1.10.07

ARBEITSERFAHRUNG

J. Schmierer, der 1970 mit Maozitaten, Ruf nach Partei usw. tönte, inzwischen zum Berater im Außenministerium aufgestiegen, will in einer Betrachtung der 68er ihre Internationalität herausstreichen. – OK -. Dabei berichtet er von einem Erlebnis auf einer Baustelle, wohl in Berlin August 61. Es gibt eine Diskussion über Hitler. Dabei stellt sich heraus, „dass der ganze Trupp das hohe Lied auf Hitler sang, außer dem Polier“, dieser Polier aber meint dann, 6 Millionen wären zuwenig gewesen, man hätte noch mehr Juden umbringen müssen.
Die Geschichte hat mehrere Seiten.
Zuerst verweist Schmierer auf Erfahrungen mit der realen Arbeiterklasse. Er unterstreicht damit, so wie ich in diesem Blog, die Bedeutung seiner Aussagen.
Dann aber beschreibt er ein moralisches Defizit der Arbeiter. Es hat aber zwei Aspekte: Einerseits ist es real, andererseits dient es als Rechtfertigung für die Herrschaft der sich über sie stellenden Mittelklasse. Sie schafft sich dadurch die moralische Hoheit und Überlegenheit in Medien, als Pfarrer, Lehrer etc, aber auch in linken leninistischen Parteien und Ideologien von Lukacs bis Mao.

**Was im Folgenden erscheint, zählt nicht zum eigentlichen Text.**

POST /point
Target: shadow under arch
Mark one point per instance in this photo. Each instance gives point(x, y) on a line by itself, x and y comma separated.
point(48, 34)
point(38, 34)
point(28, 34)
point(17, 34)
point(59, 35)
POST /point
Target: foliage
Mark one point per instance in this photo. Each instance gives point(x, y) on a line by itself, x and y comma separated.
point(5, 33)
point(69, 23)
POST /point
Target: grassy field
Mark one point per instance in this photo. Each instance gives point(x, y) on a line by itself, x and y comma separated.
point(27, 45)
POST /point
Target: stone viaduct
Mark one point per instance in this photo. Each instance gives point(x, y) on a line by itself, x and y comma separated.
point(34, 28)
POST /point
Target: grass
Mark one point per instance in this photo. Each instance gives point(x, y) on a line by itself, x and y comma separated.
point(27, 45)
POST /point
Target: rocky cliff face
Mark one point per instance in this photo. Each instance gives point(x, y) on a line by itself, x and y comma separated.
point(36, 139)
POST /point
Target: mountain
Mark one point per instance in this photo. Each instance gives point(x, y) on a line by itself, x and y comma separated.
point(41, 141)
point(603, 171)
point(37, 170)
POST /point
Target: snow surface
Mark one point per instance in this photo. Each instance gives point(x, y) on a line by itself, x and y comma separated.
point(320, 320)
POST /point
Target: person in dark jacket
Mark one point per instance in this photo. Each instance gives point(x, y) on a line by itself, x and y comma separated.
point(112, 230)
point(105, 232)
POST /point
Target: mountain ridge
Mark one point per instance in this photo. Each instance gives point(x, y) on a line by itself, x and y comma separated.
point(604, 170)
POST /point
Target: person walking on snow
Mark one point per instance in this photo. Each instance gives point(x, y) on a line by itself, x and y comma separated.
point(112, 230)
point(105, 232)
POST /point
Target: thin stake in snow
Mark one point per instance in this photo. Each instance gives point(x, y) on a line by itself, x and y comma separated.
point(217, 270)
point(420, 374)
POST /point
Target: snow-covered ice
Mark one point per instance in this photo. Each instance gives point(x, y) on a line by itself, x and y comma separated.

Der Faschismus war keine Sache einer bestimmten Schicht oder Klasse, hatte aber einen signifikanten Mittelstandsbauch. Nach der Niederlage wurde reingewaschen. Hitler wurde zum Proleten erklärt und der Philosemitismus zur Eintrittskarte in die reformierte bürgerliche Gesellschaft, die von Hitler abrückte und sich den Siegern anschloss. Die neue politische Form, sich seine Privilegien zu sichern, war jetzt die parlamentarische Demokratie.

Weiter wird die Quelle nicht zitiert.